Usually book samples, on Amazon as well as on Google Play/Books, consist of the first so many pages of the book.

No, not you. And I did give what you asked for.

Turns out I am, and have been for a long time, actually. This quote is from Lampert’s side of the correspondence.

To add to the above, in the second essay (also first one?) …the emphasis on guilt’s origin being the buyer/seller relationship (section 8)…

…compared with his mother’s statement quoted in the article I linked to…

… Nietzsche seems to have been a very devoted son.

Prove me wrong / change my mind. She fed the whirlwind that did him in… does he ever write anything about her that sees her flaws? If that is quoted in that article or elsewhere, please inform/refresh my memory.

For a moment there, I was thinking of his letters—the remarks and indications to be found there. But then it hit me:

“When I look for the deepest antithesis to myself, the incalculable commonness of the instincts, then I always find my mother and sister,—to believe myself to be related to such canaille would be a blasphemy against my godliness. The treatment I experience on the part of my mother and sister, to this very moment, instills an unspeakable dread in me: here, a perfect infernal machine is at work, with infallible [unfehlbar] certainty about the moment in which one can bloodily wound me—in my highest moments,… for then all strength for defending oneself against poisonous worms is lacking [fehlt]… […] I confess that the deepest objection against the ‘eternal recurrence’, my genuinely abysmal thought, are always mother and sister.” (Nietzsche, Ecce Homo, “Why I Am So Wise”, section 3, my translation.)

Thank you.

So don’t do that then. Problem solved. Simple.
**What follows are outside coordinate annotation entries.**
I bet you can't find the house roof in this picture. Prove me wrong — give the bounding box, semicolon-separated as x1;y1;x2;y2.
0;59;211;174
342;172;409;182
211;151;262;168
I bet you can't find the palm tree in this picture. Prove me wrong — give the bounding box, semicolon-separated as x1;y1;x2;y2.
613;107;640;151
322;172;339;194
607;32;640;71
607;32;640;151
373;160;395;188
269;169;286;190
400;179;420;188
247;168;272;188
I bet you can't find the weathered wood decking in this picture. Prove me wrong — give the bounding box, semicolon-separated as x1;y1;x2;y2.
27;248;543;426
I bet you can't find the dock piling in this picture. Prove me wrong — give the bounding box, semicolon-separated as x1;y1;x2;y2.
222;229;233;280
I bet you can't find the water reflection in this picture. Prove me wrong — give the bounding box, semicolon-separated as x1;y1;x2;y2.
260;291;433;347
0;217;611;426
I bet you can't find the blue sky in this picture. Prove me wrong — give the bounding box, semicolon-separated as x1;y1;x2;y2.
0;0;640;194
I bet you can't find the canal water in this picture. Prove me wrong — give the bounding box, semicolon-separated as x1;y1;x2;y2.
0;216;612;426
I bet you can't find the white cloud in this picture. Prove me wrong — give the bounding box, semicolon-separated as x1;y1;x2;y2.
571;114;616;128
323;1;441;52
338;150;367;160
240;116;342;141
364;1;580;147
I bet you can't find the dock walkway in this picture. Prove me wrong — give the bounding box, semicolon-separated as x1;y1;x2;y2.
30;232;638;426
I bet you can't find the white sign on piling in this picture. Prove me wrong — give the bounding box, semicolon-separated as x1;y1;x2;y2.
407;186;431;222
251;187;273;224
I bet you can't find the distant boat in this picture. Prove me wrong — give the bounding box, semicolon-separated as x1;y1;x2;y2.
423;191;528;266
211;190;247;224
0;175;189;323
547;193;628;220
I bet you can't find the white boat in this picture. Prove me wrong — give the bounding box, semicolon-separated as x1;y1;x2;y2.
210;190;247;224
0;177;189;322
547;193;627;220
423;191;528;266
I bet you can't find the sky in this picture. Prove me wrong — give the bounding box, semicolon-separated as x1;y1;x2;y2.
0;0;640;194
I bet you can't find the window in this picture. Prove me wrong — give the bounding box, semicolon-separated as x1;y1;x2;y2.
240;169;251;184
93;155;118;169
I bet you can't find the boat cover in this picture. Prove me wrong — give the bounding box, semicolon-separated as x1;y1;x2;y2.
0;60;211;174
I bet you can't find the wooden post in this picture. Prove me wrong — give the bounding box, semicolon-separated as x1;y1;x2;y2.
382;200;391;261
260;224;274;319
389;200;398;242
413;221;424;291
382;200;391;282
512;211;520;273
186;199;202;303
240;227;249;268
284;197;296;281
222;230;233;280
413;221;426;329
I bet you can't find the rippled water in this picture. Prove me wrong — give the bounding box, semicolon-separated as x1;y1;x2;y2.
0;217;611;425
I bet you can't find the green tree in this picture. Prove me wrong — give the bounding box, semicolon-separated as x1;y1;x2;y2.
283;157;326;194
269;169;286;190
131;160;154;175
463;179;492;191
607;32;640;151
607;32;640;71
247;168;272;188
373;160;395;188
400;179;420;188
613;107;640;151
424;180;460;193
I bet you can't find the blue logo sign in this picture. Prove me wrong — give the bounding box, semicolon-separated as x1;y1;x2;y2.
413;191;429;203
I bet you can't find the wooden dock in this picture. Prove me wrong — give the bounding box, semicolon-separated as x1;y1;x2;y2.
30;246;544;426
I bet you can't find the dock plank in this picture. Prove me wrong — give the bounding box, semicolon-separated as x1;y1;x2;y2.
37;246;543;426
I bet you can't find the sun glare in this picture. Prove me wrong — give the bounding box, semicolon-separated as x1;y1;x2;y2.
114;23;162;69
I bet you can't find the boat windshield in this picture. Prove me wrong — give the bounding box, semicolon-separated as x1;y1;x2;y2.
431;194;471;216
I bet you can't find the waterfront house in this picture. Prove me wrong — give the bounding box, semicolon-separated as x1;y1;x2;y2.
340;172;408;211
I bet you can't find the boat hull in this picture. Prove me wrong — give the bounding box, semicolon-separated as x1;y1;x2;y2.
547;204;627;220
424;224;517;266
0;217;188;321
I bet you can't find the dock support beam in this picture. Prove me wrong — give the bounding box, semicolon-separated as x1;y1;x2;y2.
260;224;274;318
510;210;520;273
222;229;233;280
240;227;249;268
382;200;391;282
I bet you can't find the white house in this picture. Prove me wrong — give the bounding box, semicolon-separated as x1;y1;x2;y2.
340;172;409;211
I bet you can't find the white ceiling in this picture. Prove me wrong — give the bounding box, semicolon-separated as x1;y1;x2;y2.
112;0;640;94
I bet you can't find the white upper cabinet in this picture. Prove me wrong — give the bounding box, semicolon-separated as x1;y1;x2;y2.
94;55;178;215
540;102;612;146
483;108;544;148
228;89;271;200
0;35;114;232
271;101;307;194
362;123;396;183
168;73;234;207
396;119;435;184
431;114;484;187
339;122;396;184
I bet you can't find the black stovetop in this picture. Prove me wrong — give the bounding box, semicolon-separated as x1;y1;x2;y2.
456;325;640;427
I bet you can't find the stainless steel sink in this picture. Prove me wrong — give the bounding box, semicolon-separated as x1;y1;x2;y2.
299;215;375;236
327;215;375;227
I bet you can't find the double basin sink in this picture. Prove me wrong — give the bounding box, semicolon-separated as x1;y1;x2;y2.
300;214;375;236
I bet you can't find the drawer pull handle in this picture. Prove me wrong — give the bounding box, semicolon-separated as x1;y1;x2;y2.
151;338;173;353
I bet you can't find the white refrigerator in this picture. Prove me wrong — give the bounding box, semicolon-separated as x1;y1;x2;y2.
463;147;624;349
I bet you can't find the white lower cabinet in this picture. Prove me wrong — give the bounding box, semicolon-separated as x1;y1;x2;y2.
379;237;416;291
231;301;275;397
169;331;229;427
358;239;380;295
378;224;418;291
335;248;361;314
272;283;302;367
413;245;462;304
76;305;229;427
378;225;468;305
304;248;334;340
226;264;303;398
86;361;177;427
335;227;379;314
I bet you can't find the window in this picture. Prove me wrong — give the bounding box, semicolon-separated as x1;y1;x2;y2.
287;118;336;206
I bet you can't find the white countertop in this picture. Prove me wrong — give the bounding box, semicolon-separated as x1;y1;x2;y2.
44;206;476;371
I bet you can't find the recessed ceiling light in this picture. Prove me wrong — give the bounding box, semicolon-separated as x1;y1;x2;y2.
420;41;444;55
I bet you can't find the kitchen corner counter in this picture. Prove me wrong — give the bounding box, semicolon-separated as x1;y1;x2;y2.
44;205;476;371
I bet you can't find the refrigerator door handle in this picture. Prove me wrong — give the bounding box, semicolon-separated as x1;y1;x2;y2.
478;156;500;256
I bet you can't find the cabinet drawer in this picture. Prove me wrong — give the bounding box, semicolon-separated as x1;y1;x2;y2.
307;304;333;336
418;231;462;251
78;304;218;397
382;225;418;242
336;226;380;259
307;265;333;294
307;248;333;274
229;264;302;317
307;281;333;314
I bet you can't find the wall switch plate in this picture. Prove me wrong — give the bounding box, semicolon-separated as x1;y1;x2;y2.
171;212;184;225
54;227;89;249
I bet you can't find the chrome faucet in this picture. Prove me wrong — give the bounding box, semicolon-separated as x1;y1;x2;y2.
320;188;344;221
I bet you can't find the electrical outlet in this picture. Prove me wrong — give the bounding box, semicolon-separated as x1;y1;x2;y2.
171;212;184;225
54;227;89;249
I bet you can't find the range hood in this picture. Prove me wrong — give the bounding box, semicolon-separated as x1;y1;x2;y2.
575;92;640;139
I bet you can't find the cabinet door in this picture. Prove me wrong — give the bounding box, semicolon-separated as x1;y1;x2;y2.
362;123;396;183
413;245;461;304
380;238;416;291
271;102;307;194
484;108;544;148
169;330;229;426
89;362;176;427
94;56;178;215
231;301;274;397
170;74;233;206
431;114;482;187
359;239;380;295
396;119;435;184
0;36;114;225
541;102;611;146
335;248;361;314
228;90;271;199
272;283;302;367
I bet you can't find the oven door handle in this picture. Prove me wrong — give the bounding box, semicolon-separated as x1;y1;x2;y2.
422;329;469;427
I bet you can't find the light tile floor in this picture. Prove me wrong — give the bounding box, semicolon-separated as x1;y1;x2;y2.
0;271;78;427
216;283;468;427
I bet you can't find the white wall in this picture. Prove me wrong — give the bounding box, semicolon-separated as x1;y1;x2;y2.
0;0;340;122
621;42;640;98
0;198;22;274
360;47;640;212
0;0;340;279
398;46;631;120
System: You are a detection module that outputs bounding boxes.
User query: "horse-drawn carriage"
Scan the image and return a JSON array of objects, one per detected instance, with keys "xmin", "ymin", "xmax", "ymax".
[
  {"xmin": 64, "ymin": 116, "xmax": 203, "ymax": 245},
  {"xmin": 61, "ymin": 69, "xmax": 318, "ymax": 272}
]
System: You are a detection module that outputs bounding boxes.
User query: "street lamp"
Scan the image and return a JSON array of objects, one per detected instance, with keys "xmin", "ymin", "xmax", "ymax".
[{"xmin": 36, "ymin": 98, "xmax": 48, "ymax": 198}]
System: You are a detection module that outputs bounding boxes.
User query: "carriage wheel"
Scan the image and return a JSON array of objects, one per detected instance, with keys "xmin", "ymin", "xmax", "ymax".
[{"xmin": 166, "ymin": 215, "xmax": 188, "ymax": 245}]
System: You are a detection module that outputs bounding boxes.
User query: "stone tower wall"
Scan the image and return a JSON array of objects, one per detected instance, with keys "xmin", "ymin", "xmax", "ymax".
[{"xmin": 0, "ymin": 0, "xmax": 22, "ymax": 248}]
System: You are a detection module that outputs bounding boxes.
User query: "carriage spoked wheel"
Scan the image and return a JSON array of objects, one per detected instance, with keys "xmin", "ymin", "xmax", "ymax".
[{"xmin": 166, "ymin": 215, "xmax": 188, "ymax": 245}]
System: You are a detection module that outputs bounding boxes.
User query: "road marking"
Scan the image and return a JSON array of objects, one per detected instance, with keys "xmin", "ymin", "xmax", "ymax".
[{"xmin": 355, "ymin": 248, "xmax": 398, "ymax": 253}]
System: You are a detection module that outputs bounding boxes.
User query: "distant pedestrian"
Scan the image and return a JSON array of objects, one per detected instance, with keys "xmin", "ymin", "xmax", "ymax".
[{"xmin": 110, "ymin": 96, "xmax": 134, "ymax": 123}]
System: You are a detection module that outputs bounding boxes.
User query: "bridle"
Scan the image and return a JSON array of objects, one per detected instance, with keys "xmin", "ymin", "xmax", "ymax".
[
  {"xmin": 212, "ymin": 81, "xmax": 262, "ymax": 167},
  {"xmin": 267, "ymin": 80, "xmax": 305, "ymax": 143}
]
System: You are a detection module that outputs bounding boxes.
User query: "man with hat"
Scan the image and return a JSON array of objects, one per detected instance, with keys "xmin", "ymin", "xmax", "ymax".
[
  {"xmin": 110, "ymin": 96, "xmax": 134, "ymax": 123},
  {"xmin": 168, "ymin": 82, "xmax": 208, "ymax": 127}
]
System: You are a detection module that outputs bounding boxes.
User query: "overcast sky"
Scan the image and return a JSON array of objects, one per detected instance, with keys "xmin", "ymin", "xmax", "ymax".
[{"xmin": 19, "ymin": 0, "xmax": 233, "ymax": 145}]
Not sure why you’re complaining then. But feel free to weigh in on, oh I don’t know any of the actual ideas being discussed here. Or not.

Yes. Because the truth is literally everything. So any other possible duties you might have are already contained within the truth anyway. Therefore the truth itself supersedes all lesser (more individual) duties, especially when these (as is often the case) are enacted at the expense of truth itself (and unnecessarily at the expense of other “lesser” (more individual-individuated) truths)

Ok and I am still waiting for those quotes/examples of the amazingly profound things he says in them.

No you didn’t. I asked for specific examples, which you did not provide. And I made sure to emphasize my original statement and request at the beginning of this message. Please take a look when you can, you know in-between the hits of acid.

I can tell you are quite good at self-deception though. No wonder you believe yourself to be a “philosopher”.

Nietzsche was very much the same way, but at least he produced some decent content. Have you? If you want to post some of it here I’ll take a look and judge it fairly, as I judge everything fairly.

If not then at least provide the quotes/examples that I asked for. No more dodging and coping.

In your own mind I am sure you are quite a lot of things.